Qualifications of the Person Responsible for Regulatory Compliance

Accepted Answer

The Person Responsible for Regulatory Compliance, in order to be able to perform regulatory and medical device quality duties in a reliable and appropriate manner, should have the appropriate qualifications, which are clearly defined in the MDR. These include a degree in a relevant scientific discipline and experience in regulatory and Quality Management Systems for medical devices obtained or compatible with EU requirements in this respect. Also micro and small enterprises should have permanent and continuous access to the services of such a person, however, the responsible person does not have to be employed within the organisation. This service can be outsourced. It is worth to mention that if a company would like to outsource the service of a PRRC, this person must be qualified to assess compliance with the latest EU medical device regulations.
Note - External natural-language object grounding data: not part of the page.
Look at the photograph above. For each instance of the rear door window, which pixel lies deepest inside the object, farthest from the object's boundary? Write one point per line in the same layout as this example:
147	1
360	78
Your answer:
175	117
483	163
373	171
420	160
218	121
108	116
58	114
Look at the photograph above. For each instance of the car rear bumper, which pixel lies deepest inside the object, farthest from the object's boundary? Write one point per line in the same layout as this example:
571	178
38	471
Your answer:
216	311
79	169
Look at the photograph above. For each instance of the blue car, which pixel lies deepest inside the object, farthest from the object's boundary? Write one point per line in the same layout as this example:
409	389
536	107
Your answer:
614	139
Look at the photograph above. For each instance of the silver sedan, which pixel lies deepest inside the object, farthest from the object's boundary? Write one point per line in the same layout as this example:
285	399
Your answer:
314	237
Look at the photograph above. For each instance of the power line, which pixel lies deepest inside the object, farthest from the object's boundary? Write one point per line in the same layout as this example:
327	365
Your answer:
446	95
This is a key service provider for the company and should therefore be secured through a properly structured contract. When registering a medical device, manufacturers and authorised representatives will be required to provide the name, address and contact details of the person or persons responsible for regulatory compliance, as well as informing of any change in the details of such person.

Question 2

What are the responsibilities of the person responsible for regulatory compliance?

Accepted Answer

verifying the compliance of medical devices with the requirements of the MDR and the Quality Management System, including compliance with company procedures,

drawing up and updating the technical documentation,

participation in the obligatory post-market surveillance of the product,

product registration.

Question 3

Who should employ a Person Responsible for Regulatory Compliance?

Accepted Answer

Micro and small companies should have permanent and continuous access to the services of such a person. The service can be outsourced. Larger companies should have such a person within their organisation.

Question 4

Should an EU Authorised Representative have a Person Responsible for Regulatory Compliance?

Accepted Answer

The Authorised Representative, i.e. the person appointed to act on behalf of the manufacturer, and to whom the authorities and institutions of the Member States may turn with regard to obligations defined by legal requirements concerning medical devices, should also be in constant contact with the Person Responsible for Regulatory Compliance. It is also worth to add that the PRRC working for the manufacturer cannot be the same person as the person responsible for the Authorised Representative. There is a clear distinction these individuals to ensure an additional level of control and oversight over the manufacture of medical devices and post-market surveillance.